Notification

×

Iklan

Padang Perkuat Keamanan Pangan Menuju Target 2026

Sabtu, 20 Juni 2026 | 05:25 WIB Last Updated 2026-06-19T22:25:00Z

Kepala Bappeda Kota Padang, Swesti Fanloni.

Padang, Rakyatterkini.com – Pemerintah Kota Padang terus memperkuat upaya dalam menjamin keamanan pangan bagi seluruh masyarakat. Komitmen tersebut diwujudkan melalui evaluasi kinerja lintas Organisasi Perangkat Daerah (OPD) sebagai bagian dari target meraih predikat Kabupaten/Kota Pangan Aman pada tahun 2026.

Sebagai daerah yang mengandalkan sektor pariwisata berkelanjutan serta kekayaan kuliner, aspek keamanan pangan tidak hanya sebatas formalitas administrasi. Lebih dari itu, hal ini menjadi fondasi penting dalam memperkuat citra kota di tingkat nasional maupun internasional sebagai destinasi dengan standar makanan yang berkualitas dan terpercaya.

Dalam rangka memastikan capaian tersebut berjalan optimal, Badan Perencanaan Pembangunan Daerah (Bappeda) Kota Padang menggelar kegiatan pendampingan pengisian instrumen penilaian Kota Pangan Aman bersama Balai Besar Pengawas Obat dan Makanan (BBPOM) Padang. Kegiatan ini dilaksanakan di Kantor Bappeda pada Kamis (18/6/2026), sebagai tindak lanjut dari pertemuan antara Kepala BBPOM Padang dan Sekretaris Daerah Kota Padang sebelumnya.

Kepala Bappeda Kota Padang, Swesti Fanloni, menegaskan pentingnya evaluasi bukti kinerja dari setiap OPD. Menurutnya, langkah ini diperlukan agar seluruh program tetap sejalan dengan arah pembangunan daerah.

Ia menyampaikan bahwa keselarasan kerja antar perangkat daerah menjadi kunci dalam menciptakan sistem pangan yang aman.
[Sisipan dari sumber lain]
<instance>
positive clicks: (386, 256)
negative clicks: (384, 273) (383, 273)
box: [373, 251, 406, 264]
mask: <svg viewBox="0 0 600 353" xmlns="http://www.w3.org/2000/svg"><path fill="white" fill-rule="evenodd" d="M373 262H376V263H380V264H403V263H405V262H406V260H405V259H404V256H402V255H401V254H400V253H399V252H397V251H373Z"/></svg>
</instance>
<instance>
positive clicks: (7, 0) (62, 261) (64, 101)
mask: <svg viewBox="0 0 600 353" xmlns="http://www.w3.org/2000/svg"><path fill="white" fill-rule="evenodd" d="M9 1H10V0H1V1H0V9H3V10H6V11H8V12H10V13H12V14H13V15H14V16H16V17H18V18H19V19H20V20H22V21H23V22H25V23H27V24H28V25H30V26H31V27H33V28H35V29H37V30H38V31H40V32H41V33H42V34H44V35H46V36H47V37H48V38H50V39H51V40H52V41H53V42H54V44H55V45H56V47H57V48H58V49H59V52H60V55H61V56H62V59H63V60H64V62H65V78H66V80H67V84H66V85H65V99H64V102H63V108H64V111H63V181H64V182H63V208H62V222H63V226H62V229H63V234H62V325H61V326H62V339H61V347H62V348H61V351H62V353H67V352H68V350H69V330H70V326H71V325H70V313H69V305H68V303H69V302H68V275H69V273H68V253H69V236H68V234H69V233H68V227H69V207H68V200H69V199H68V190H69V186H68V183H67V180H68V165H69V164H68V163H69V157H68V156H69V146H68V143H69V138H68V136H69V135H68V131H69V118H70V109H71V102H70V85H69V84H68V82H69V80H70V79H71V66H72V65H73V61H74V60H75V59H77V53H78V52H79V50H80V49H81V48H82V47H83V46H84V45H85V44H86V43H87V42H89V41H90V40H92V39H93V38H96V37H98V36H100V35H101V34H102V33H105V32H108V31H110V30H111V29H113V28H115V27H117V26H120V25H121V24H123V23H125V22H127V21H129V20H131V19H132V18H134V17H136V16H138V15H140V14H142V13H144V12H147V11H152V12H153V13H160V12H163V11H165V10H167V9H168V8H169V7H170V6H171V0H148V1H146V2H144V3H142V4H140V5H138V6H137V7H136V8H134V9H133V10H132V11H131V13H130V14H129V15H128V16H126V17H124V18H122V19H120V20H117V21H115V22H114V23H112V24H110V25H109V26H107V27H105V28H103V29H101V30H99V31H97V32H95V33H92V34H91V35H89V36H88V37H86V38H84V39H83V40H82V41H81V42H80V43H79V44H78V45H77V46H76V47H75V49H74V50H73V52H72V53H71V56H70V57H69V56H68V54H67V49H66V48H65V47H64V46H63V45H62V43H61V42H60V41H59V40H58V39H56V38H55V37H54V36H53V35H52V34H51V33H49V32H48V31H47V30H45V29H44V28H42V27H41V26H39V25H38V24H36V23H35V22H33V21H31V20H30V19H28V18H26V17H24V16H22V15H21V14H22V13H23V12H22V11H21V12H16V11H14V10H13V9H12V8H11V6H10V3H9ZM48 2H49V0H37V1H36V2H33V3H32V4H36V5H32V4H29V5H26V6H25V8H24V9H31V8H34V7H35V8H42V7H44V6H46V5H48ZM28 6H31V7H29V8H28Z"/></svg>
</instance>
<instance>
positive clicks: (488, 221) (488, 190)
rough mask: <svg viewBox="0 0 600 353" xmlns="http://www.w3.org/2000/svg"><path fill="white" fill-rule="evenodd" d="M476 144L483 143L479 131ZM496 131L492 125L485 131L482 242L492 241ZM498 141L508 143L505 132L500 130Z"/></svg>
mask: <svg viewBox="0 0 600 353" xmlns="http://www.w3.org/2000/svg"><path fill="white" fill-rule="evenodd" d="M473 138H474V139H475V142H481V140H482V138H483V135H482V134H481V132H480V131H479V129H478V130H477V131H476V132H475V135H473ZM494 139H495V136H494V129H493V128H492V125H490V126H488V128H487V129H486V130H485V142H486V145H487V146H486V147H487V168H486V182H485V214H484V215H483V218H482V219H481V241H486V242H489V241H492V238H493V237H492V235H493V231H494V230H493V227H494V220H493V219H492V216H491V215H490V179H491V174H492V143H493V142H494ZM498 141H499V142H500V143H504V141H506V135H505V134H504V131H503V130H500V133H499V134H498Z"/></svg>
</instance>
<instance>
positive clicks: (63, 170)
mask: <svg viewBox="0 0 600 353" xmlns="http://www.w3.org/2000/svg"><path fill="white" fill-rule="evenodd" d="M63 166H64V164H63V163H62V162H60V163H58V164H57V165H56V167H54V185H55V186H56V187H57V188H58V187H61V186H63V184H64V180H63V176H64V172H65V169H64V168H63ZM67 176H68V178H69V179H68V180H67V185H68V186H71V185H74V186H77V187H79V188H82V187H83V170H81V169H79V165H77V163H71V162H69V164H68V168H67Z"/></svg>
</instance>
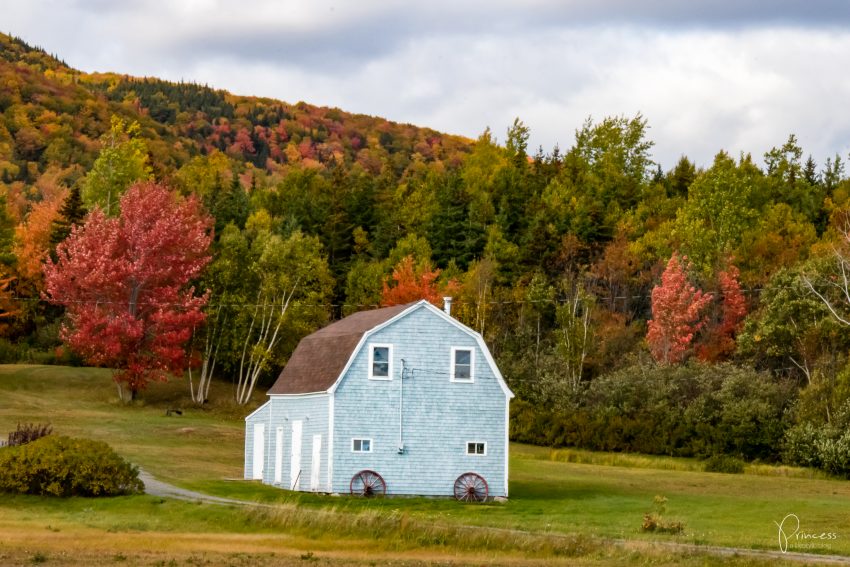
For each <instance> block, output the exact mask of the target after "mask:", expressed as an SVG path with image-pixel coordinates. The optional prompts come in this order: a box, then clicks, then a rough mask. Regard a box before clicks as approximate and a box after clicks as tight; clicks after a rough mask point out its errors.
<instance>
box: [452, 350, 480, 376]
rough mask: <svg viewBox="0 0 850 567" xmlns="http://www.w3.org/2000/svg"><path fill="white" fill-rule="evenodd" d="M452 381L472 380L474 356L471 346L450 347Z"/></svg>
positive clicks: (474, 359) (473, 371)
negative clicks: (469, 346)
mask: <svg viewBox="0 0 850 567" xmlns="http://www.w3.org/2000/svg"><path fill="white" fill-rule="evenodd" d="M451 363H452V368H451V379H452V382H472V381H473V373H474V371H475V366H474V364H475V356H474V353H473V351H472V349H471V348H458V347H452V360H451Z"/></svg>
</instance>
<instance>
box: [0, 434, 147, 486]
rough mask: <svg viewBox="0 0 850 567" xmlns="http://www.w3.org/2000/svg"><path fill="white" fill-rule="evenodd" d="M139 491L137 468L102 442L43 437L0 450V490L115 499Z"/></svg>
mask: <svg viewBox="0 0 850 567" xmlns="http://www.w3.org/2000/svg"><path fill="white" fill-rule="evenodd" d="M143 490H144V485H143V484H142V481H140V480H139V470H138V468H136V467H134V466H133V465H131V464H130V463H128V462H127V461H125V460H124V459H122V458H121V457H120V456H119V455H118V454H117V453H115V451H114V450H113V449H112V448H111V447H110V446H109V445H107V444H106V443H103V442H102V441H92V440H90V439H77V438H71V437H65V436H58V435H49V436H47V437H42V438H41V439H38V440H36V441H33V442H32V443H27V444H26V445H21V446H20V447H7V448H4V449H2V450H0V491H6V492H20V493H24V494H36V495H53V496H116V495H120V494H134V493H140V492H143Z"/></svg>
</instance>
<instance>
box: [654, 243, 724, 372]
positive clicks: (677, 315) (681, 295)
mask: <svg viewBox="0 0 850 567" xmlns="http://www.w3.org/2000/svg"><path fill="white" fill-rule="evenodd" d="M685 262H687V256H683V257H682V259H681V260H679V257H678V255H677V254H673V256H672V257H671V258H670V261H669V262H667V267H666V268H665V270H664V273H663V274H662V275H661V285H657V286H655V287H654V288H653V289H652V319H650V320H649V321H648V327H649V330H648V332H647V334H646V342H647V344H648V345H649V350H650V352H651V353H652V356H653V357H654V358H655V360H657V361H658V362H661V363H663V364H673V363H677V362H681V361H683V360H684V359H685V358H686V357H687V355H688V353H689V352H690V349H691V345H692V343H693V340H694V336H695V335H696V333H697V331H699V330H700V329H701V328H702V326H703V325H704V323H705V321H704V319H705V315H704V312H705V310H706V308H707V307H708V305H709V304H710V303H711V301H712V295H711V294H706V293H703V292H702V290H698V289H696V288H695V287H694V286H693V285H691V283H690V282H689V281H688V277H687V273H686V267H687V266H686V264H683V263H685Z"/></svg>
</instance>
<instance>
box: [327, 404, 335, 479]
mask: <svg viewBox="0 0 850 567" xmlns="http://www.w3.org/2000/svg"><path fill="white" fill-rule="evenodd" d="M333 486H334V395H333V394H330V395H329V396H328V492H333Z"/></svg>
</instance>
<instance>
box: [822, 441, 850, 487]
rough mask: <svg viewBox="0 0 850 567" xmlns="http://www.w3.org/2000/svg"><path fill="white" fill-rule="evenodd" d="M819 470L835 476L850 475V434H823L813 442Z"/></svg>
mask: <svg viewBox="0 0 850 567" xmlns="http://www.w3.org/2000/svg"><path fill="white" fill-rule="evenodd" d="M815 447H816V448H817V454H818V459H819V460H820V468H822V469H823V470H825V471H826V472H828V473H830V474H834V475H836V476H844V477H846V476H848V475H850V433H844V434H842V435H838V434H837V433H833V435H831V436H830V435H829V434H828V433H827V434H824V435H823V436H822V437H821V438H820V439H818V440H817V441H816V442H815Z"/></svg>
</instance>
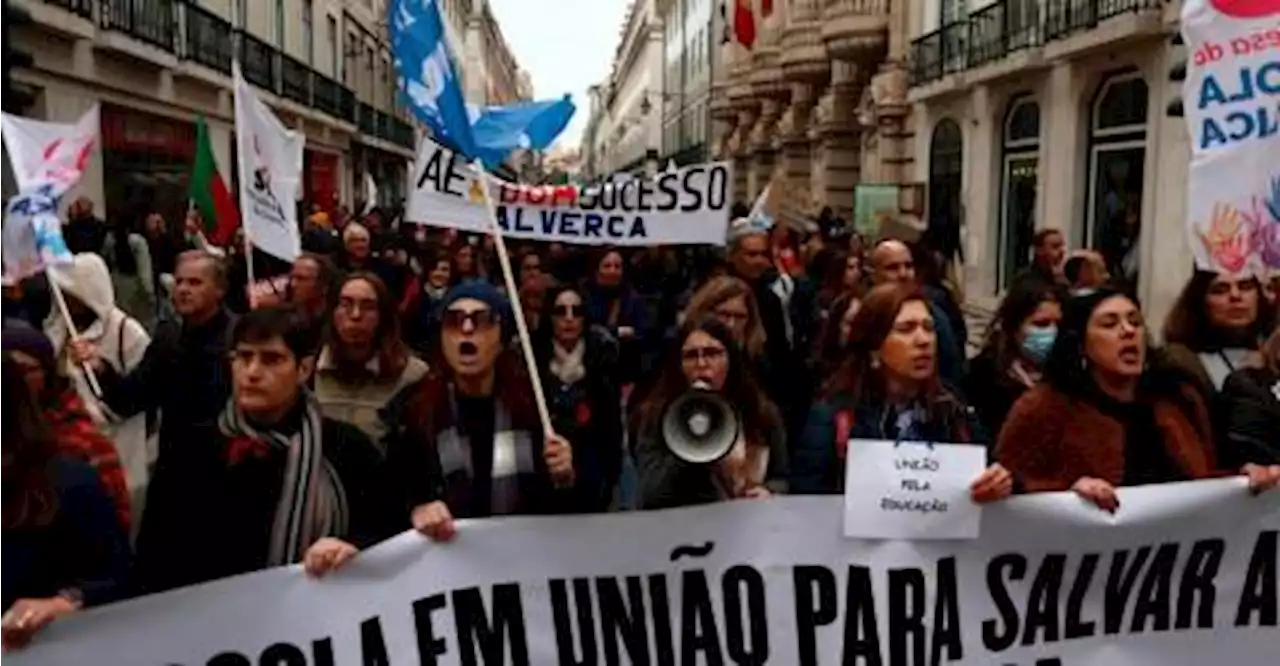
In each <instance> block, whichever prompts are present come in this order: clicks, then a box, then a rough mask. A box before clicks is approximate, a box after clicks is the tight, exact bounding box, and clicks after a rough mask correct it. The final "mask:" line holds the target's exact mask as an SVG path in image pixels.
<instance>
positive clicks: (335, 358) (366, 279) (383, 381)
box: [328, 272, 410, 382]
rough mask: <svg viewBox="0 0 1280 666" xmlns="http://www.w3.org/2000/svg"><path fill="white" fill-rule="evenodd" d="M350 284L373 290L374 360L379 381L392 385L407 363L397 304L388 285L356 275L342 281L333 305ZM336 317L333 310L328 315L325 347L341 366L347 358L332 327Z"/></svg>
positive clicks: (357, 272)
mask: <svg viewBox="0 0 1280 666" xmlns="http://www.w3.org/2000/svg"><path fill="white" fill-rule="evenodd" d="M352 282H365V283H367V284H369V286H370V287H372V289H374V295H375V296H376V298H378V329H376V330H374V345H375V347H376V351H375V352H374V357H375V359H378V379H379V380H383V382H393V380H396V379H398V378H399V375H401V373H403V371H404V366H406V365H408V359H410V351H408V346H406V345H404V339H403V338H402V337H401V329H399V313H398V310H399V304H397V302H396V301H394V300H393V298H392V295H390V291H389V289H388V288H387V283H385V282H383V279H381V278H379V277H378V275H375V274H372V273H367V272H356V273H352V274H351V275H347V277H346V278H343V279H342V282H339V283H338V288H337V291H335V297H334V301H335V302H337V301H338V298H339V297H340V295H342V289H344V288H347V284H351V283H352ZM337 314H338V311H337V309H334V311H333V314H330V315H329V336H328V343H329V348H330V350H332V351H333V359H334V362H338V364H339V365H340V364H342V360H343V359H344V357H346V355H343V353H342V350H343V347H344V343H343V342H342V338H339V337H338V330H337V328H335V325H334V316H337Z"/></svg>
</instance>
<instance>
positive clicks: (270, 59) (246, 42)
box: [239, 32, 280, 92]
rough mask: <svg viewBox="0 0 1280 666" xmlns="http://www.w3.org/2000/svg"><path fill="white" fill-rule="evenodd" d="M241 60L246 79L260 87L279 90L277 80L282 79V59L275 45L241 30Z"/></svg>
mask: <svg viewBox="0 0 1280 666" xmlns="http://www.w3.org/2000/svg"><path fill="white" fill-rule="evenodd" d="M239 60H241V70H242V72H243V73H244V79H246V81H248V82H250V83H252V85H255V86H257V87H260V88H264V90H268V91H271V92H279V90H280V88H279V87H278V86H276V82H278V81H279V79H280V76H279V74H280V59H279V54H278V53H276V51H275V47H274V46H271V45H270V44H266V42H265V41H262V40H259V38H257V37H255V36H252V35H250V33H247V32H241V33H239Z"/></svg>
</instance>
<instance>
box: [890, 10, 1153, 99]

Sinergi tersebut diharapkan mampu memastikan seluruh produk pangan yang beredar di Kota Padang layak dan aman dikonsumsi masyarakat.

Proses penilaian mandiri ini melibatkan sejumlah instansi strategis yang berperan dalam pengelolaan rantai pasok serta kesehatan masyarakat. Turut hadir dalam kegiatan tersebut Kepala Dinas Kesehatan Kota Padang, Srikurnia Yati, serta perwakilan Dinas Perdagangan, yakni Kepala Bidang Pengendalian Barang Pokok dan Penting, Edrian Edward.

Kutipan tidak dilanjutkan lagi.